The system supports real-time preview of chart styles, allowing you to adjust and view chart changes simultaneously, avoiding the inconvenience of repeated modifications.

After completing the above settings, an intuitive, clear, and data-driven coffee sales analysis chart is built, providing a good foundation for subsequent insights.

Enabling Intelligent Data Insights

After completing the sales report construction, we can further utilize the system's intelligent insight feature to mine potential trends and business opportunities from the data, assisting deeper analysis and decision-making.

Quickly Generating Automatic Insights

  1. Click the "Insights" button at the top right of the report page.
  2. The system will automatically perform intelligent analysis based on the current chart's dimensions and metrics and output a set of data insight results.

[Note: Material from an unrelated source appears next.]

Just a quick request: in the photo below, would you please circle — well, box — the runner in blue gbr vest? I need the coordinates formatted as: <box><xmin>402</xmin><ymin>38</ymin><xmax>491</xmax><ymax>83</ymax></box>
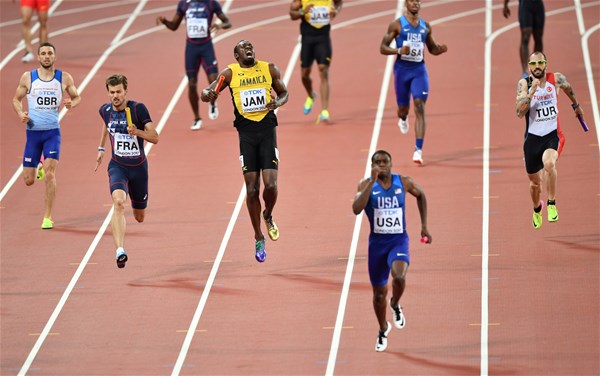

These automatically generated insights include but are not limited to:

  • Trend Analysis: Identify sales change trends, such as a certain coffee type's sales significantly rising or falling during a specific period.
  • Correlation Analysis: Determine correlations between different fields, such as whether there is a sales association between a coffee type and store location.
  • Difference Analysis: Identify significant differences between categories, such as sales performance differences of different coffee types across regions.
  • Data Summary: The system automatically extracts key conclusions based on chart content, facilitating quick understanding of the business meaning behind the data.

Customizing Natural Language Insights

Besides system automatic insights, you can also input more specific analysis requirements and initiate deep insights in natural language form.

  • Enter in the input box below: 各咖啡类型在总销售中的占比变化 (Changes in the proportion of each coffee type in total sales)
  • The system will generate new data queries and analysis logic based on this question and return insights related to this topic.

This method is especially suitable for business personnel to explore data through "questioning," quickly obtaining valuable information. By combining automatic and customized approaches, the insight feature not only expands the usability of charts but also further enhances the intelligence and business value of data analysis.

At this point, a complete data access → report creation → intelligent insight sales analysis process has been built, providing the business team with an intuitive, efficient, and intelligent data analysis tool.

Publishing Intelligent BI Reports

After completing report creation, you can publish the report for later viewing or sharing.

The system supports two publishing locations:

  • My Reports: visible only to yourself, suitable for personal viewing and saving.
  • Report Center: visible to team members, suitable for sharing and collaboration.